Contrary to my intuition this seems to largely improve prediction accuracy. I would think that the added diversity in larger data sets would cause these sorts of things to skew and the average to just become “more frequently more wrong” on each adjustment, but I suppose the models are capable of establishing ‘considerations’ for these variables without understanding them. They seem to brute-force-classify these outlier-producer properties and have the output weighted to handle that.

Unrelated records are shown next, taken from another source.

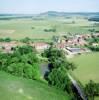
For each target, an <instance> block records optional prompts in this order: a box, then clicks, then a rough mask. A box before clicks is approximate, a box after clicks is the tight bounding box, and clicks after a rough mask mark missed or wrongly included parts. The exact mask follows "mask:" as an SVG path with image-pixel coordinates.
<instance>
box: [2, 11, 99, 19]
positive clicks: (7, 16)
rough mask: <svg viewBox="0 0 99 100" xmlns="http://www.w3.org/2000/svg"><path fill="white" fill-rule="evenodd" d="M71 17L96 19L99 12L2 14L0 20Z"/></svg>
mask: <svg viewBox="0 0 99 100" xmlns="http://www.w3.org/2000/svg"><path fill="white" fill-rule="evenodd" d="M70 16H84V17H94V16H99V12H57V11H47V12H44V13H40V14H0V20H9V19H20V18H34V19H37V18H44V17H70Z"/></svg>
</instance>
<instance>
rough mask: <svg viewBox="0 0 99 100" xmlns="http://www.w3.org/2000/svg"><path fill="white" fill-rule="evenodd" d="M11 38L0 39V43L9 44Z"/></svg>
mask: <svg viewBox="0 0 99 100" xmlns="http://www.w3.org/2000/svg"><path fill="white" fill-rule="evenodd" d="M11 41H12V40H11V38H9V37H8V38H0V42H11Z"/></svg>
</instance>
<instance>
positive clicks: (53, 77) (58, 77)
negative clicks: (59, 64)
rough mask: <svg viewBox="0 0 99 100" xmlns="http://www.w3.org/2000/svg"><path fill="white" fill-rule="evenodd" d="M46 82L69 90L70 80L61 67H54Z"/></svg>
mask: <svg viewBox="0 0 99 100" xmlns="http://www.w3.org/2000/svg"><path fill="white" fill-rule="evenodd" d="M48 82H49V84H51V85H53V86H55V87H57V88H59V89H62V90H63V91H68V92H70V91H71V88H70V87H71V82H70V80H69V78H68V76H67V71H66V70H65V69H64V68H63V67H60V68H54V69H53V70H52V72H50V74H49V76H48Z"/></svg>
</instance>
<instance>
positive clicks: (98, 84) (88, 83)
mask: <svg viewBox="0 0 99 100" xmlns="http://www.w3.org/2000/svg"><path fill="white" fill-rule="evenodd" d="M85 92H86V94H87V96H88V98H90V99H91V100H94V97H95V96H99V83H95V82H94V81H92V80H90V82H89V83H88V84H86V86H85Z"/></svg>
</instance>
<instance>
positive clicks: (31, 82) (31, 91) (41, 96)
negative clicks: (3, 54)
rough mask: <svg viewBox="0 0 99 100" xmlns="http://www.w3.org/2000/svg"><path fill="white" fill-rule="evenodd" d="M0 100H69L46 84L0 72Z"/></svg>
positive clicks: (55, 89) (62, 93)
mask: <svg viewBox="0 0 99 100" xmlns="http://www.w3.org/2000/svg"><path fill="white" fill-rule="evenodd" d="M0 100H70V99H69V96H68V95H67V94H66V93H63V92H62V91H59V90H56V89H54V88H52V87H49V86H48V85H47V84H45V83H42V82H39V81H35V80H28V79H23V78H19V77H15V76H12V75H10V74H8V73H5V72H2V71H0Z"/></svg>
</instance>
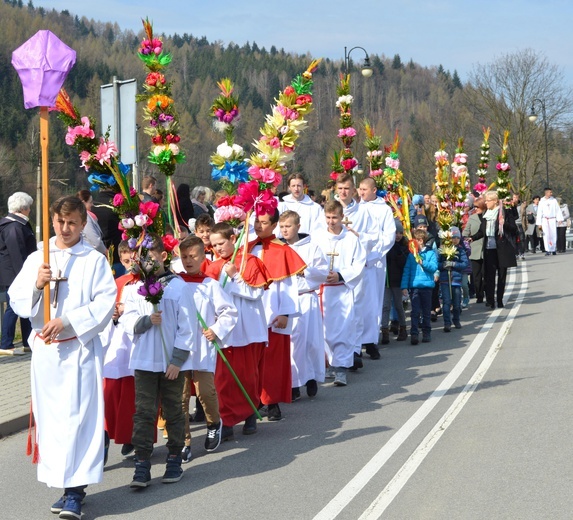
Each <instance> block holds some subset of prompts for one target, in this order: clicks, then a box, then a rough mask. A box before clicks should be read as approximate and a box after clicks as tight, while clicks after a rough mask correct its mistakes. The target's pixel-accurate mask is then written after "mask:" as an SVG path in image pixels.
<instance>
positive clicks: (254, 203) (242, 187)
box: [237, 180, 278, 216]
mask: <svg viewBox="0 0 573 520" xmlns="http://www.w3.org/2000/svg"><path fill="white" fill-rule="evenodd" d="M237 202H238V203H239V204H240V205H241V206H242V207H243V209H244V211H245V212H249V211H251V210H254V211H255V213H256V215H257V216H261V215H272V214H273V213H274V212H275V210H276V209H277V207H278V202H277V199H276V198H275V196H274V195H273V193H272V192H271V190H263V191H261V192H260V193H259V183H258V181H256V180H252V181H249V182H244V183H243V184H239V187H238V199H237Z"/></svg>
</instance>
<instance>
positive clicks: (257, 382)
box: [206, 222, 268, 440]
mask: <svg viewBox="0 0 573 520" xmlns="http://www.w3.org/2000/svg"><path fill="white" fill-rule="evenodd" d="M236 241H237V237H236V235H235V232H234V230H233V228H232V227H231V226H230V225H229V224H227V223H225V222H219V223H218V224H215V225H214V226H213V229H212V230H211V243H212V244H213V248H214V250H215V253H216V254H217V256H218V257H219V258H218V260H215V261H214V262H212V263H211V264H209V266H208V267H207V270H206V274H207V275H208V276H210V277H212V278H214V279H215V280H219V281H220V282H221V284H222V285H223V284H224V285H225V287H224V289H225V291H226V292H227V293H228V294H229V295H230V296H231V297H232V298H233V303H234V305H235V307H236V308H237V310H238V313H239V319H238V322H237V324H236V325H235V327H234V328H233V330H232V331H231V333H230V334H229V337H228V338H227V344H226V345H225V346H224V348H225V357H226V358H227V360H228V361H229V363H230V365H231V366H232V367H233V369H234V371H235V373H236V375H237V377H238V378H239V381H241V383H242V385H243V387H244V389H245V391H246V392H247V394H248V396H249V397H250V399H251V401H252V402H253V404H254V406H256V407H258V405H259V403H260V395H261V387H262V382H261V369H262V364H263V352H264V350H265V348H266V345H267V339H268V331H267V324H266V317H265V308H264V305H263V302H262V298H263V293H264V292H265V289H266V287H267V285H268V280H267V273H266V269H265V266H264V265H263V263H262V262H261V261H260V260H259V259H258V258H256V257H255V256H253V255H247V256H246V257H245V258H244V259H243V255H242V253H243V248H240V249H239V253H238V254H237V256H236V257H235V259H234V261H231V259H232V256H233V251H234V250H235V244H236ZM215 384H216V388H217V393H218V395H219V411H220V414H221V420H222V421H223V424H224V425H223V432H222V435H221V436H222V440H229V439H232V438H233V436H234V432H233V426H234V425H235V424H237V423H239V422H241V421H245V424H244V426H243V435H252V434H254V433H256V432H257V416H256V414H255V413H254V410H253V409H252V408H251V405H250V404H249V402H248V400H247V399H246V397H245V396H244V395H243V394H242V392H241V390H240V389H239V386H238V385H237V382H236V381H235V380H234V378H233V376H232V374H231V372H230V371H229V369H228V367H227V366H226V365H225V364H224V363H223V361H222V359H221V358H220V357H218V358H217V369H216V371H215Z"/></svg>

It’s an insane thing. But I suppose our brains likely function in a similar way.
It does have a biological basis
It seems like Backpropagation might not just be some algorithm invented by some math nerd, and that it may even be some sort of universal phenomenon that describes behavior that is inherent in the mind, and potentially even other elements of natural selection.
Backpropagation has been discovered independently multiple times over the decades. From the 40’s to the 80’s this phenomenon was noticed and written about by various folks, only finding real adoption in the computer science world after computing power had enough time to be actually capable of carrying out the work needed for it to be effective in its implementation.
I don’t know enough to continue on this topic but I find it extremely interesting that this natural phenomenon that is likely happening in our own minds on multiple levels is also a driving factor in creating the ability to synthetically predict outcomes with greater precision than the human mind in many cases.
Conclusion
Backpropagation is the act of tuning relationships (updating weights) between nodes in the layers of a model designed to make predictions or produce outputs for data sets of a specific type. This process enables a type of learning where the quality of the output can be improved with a more diverse data set with a larger number of features, as opposed to more narrow slices that are good at identifying only specific correlations or anomalies.